Po zapowiedziach przyszedł czas na realizację. Od wczoraj włoski inwestor Autostrade, jeden z największych graczy na rynku autostradowym w Europie, ma 21,7 proc. akcji katowickiej spółki. Tym samym został głównym akcjonariuszem firmy specjalizującej się w handlu wyrobami hutniczymi oraz w działalności autostradowej, poprzez Stalexport Autostrada Małopolska.
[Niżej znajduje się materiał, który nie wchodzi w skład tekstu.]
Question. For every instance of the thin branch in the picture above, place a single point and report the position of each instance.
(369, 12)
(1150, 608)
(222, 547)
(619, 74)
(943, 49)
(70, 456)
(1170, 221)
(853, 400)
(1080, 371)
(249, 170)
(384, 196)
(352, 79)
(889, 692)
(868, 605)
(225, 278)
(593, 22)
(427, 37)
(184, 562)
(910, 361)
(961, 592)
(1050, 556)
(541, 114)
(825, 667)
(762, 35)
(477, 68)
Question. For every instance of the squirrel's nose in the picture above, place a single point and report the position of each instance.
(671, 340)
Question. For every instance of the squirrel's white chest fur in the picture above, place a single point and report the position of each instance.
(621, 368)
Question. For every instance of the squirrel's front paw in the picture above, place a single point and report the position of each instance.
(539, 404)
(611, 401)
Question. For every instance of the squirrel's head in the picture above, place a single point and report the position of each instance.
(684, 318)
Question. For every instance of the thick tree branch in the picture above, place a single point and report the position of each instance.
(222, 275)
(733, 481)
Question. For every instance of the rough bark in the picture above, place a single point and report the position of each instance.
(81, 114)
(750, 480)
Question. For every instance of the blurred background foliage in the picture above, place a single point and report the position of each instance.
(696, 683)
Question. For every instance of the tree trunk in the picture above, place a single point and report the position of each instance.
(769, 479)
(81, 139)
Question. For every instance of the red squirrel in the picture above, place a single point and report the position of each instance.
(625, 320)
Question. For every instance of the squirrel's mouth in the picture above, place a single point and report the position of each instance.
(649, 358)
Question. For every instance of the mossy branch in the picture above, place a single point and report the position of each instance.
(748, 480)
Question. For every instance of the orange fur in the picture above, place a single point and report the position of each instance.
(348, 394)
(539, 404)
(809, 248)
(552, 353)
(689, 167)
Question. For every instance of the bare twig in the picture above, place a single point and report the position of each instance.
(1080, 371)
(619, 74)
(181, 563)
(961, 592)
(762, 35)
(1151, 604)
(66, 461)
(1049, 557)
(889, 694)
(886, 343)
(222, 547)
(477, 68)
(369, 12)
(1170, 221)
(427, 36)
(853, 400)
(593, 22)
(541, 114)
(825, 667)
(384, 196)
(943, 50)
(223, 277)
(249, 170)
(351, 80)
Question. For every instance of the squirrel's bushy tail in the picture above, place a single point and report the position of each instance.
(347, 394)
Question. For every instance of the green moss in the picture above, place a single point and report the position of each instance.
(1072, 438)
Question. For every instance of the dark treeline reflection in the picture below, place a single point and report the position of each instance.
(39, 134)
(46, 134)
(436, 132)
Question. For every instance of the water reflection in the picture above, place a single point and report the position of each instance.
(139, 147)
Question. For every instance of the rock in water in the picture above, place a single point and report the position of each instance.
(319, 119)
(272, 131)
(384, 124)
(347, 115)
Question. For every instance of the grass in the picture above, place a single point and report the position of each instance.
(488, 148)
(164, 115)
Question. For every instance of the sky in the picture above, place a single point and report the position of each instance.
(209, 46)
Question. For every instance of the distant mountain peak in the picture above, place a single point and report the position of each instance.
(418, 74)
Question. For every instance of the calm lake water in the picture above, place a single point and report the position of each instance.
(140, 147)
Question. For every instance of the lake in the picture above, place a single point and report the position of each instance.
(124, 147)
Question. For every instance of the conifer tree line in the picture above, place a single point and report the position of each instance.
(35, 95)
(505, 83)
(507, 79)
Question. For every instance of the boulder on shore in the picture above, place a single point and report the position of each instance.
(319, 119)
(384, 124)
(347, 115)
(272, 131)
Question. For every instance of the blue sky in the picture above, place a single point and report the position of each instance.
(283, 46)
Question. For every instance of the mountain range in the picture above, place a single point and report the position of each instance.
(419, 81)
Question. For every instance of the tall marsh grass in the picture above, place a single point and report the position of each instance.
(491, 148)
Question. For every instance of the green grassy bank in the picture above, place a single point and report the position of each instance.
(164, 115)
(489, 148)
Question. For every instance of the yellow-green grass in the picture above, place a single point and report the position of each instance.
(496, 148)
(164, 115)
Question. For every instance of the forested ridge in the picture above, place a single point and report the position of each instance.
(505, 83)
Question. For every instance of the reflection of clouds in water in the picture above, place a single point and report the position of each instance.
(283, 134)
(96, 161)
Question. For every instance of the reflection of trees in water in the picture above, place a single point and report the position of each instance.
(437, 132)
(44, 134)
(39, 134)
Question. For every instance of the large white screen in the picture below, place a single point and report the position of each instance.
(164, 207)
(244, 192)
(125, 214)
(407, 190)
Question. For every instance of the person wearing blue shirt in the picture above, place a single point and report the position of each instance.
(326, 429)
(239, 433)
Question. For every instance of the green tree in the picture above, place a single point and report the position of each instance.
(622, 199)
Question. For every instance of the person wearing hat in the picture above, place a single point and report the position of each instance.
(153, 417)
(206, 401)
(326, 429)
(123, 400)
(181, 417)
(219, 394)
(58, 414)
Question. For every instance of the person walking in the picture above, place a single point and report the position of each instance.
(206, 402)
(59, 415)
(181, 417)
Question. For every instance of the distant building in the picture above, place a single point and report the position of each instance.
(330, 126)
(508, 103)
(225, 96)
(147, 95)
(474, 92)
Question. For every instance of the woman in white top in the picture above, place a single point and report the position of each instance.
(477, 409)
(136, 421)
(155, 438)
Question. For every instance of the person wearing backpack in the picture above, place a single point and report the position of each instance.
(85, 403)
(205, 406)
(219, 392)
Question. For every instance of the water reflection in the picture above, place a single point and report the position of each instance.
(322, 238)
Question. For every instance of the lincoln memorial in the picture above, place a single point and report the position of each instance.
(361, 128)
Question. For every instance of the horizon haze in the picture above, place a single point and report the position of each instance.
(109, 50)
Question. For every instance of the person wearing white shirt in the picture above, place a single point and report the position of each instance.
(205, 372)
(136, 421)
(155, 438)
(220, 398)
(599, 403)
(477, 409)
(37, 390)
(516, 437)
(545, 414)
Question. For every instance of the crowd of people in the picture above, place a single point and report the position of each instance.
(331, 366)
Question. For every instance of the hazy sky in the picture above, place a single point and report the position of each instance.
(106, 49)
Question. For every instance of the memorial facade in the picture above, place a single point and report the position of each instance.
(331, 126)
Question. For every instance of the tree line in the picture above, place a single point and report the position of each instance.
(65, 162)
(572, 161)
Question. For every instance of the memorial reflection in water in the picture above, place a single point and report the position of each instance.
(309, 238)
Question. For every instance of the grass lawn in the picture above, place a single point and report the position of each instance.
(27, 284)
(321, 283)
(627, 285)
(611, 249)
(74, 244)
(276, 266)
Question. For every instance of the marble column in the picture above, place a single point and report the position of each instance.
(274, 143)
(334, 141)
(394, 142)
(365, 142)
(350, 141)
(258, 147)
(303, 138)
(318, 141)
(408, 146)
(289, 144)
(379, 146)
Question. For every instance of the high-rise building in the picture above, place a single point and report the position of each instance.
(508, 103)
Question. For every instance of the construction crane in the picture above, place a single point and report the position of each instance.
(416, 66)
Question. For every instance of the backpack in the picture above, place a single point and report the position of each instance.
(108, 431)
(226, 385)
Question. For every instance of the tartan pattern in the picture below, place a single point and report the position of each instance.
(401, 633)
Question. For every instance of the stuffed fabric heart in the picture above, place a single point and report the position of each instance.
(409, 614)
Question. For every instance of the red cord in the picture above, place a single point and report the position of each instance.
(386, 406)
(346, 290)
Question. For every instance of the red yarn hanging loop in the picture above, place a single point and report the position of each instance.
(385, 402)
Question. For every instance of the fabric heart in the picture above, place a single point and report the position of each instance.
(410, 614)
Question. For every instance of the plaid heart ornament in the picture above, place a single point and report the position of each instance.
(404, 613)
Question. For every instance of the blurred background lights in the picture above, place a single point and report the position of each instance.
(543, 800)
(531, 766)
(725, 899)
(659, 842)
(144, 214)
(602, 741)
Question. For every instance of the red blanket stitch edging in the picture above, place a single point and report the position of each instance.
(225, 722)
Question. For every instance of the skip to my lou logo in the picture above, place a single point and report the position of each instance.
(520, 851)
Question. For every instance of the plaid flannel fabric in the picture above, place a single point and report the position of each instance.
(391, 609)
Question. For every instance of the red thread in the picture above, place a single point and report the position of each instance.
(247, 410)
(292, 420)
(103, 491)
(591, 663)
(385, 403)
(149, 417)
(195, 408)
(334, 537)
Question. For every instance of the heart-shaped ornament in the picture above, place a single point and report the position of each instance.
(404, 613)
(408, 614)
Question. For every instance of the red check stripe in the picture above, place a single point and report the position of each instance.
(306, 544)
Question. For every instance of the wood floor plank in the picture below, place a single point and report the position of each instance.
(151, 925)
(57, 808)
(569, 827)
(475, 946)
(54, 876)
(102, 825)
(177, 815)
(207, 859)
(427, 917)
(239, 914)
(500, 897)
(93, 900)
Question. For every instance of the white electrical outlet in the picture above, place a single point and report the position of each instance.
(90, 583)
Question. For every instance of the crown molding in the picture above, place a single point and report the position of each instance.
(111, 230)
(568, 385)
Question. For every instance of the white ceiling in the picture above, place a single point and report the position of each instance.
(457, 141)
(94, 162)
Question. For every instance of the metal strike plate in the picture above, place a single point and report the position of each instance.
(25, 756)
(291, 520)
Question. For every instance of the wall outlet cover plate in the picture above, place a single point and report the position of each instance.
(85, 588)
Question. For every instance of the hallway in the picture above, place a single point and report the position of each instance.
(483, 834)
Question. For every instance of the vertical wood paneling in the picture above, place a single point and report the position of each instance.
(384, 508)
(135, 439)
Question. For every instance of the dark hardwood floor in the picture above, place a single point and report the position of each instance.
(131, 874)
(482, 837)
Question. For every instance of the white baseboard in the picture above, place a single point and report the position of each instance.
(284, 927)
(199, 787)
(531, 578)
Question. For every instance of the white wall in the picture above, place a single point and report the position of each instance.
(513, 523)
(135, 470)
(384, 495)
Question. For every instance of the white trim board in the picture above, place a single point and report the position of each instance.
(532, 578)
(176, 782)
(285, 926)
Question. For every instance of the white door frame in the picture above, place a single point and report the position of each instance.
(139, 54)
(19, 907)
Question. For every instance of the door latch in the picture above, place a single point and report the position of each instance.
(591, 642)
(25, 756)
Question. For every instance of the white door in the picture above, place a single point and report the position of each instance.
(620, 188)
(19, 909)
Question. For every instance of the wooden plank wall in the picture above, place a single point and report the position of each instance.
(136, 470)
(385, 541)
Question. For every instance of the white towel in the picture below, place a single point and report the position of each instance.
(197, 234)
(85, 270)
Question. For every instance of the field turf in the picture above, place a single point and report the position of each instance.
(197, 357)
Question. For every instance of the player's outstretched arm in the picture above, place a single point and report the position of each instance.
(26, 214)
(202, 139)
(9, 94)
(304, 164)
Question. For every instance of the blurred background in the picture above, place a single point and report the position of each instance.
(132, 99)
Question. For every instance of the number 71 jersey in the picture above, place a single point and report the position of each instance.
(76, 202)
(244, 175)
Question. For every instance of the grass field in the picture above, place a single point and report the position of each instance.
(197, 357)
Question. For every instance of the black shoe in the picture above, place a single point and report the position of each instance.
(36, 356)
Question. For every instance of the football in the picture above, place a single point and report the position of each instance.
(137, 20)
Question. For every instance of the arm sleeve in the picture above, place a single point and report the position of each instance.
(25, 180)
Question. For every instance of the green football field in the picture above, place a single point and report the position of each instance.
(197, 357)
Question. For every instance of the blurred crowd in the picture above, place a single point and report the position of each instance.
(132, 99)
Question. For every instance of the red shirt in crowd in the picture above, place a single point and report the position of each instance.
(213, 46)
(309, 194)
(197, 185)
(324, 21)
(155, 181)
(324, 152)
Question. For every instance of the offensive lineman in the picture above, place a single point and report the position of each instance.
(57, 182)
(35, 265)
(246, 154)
We wrześniu Włosi zamierzają wprowadzić swoich przedstawicieli do rady nadzorczej, dlatego też należy oczekiwać zwołania NWZA.
Emil Wąsacz, prezes Stalexportu, na razie nie chce ujawniać szczegółów w tym zakresie.
— Mogę powiedzieć, że do połowy przyszłego roku zostanie ponownie podniesiony kapitał spółki. Akcje nowej emisji będą adresowane do naszego zagranicznego inwestora, chodzi o około 180 mln zł — ujawnia prezes Wąsacz.
W efekcie w połowie 2007 r. Autostrade będzie mieć ponad 50 proc. akcji śląskiej firmy. Spółka notowana na giełdzie w Mediolanie już wcześniej współpracowała ze Stalexportem. Razem startują w dwóch przetargach na użytkowanie autostrad Stryków — Pyrzowice i Stryków — Konotopa.
Jednocześnie trwają poszukiwania kupca działalności hutniczej Stalexportu.
— Pozyskaniem inwestora w naszym imieniu zajmuje się KPMG. Wkrótce przygotujemy memorandum. Oczekujemy, że będzie to firma, której nasza sieć handlowa wpisze się w strategię i zyskają na tym nasi dotychczasowi kontrahenci — mówi Emil Wąsacz.
Na sprzedaż zostanie wystawiona zorganizowana część przedsiębiorstwa, w której skład wchodzą nieruchomości, kilkanaście hurtowni hutniczych w całym kraju oraz spółki zależne Stalexport Serwis-Centrum Katowice i Stal- export Lublin.
— Liczymy, że do końca roku sprawę zamkniemy — ocenia Emil Wąsacz.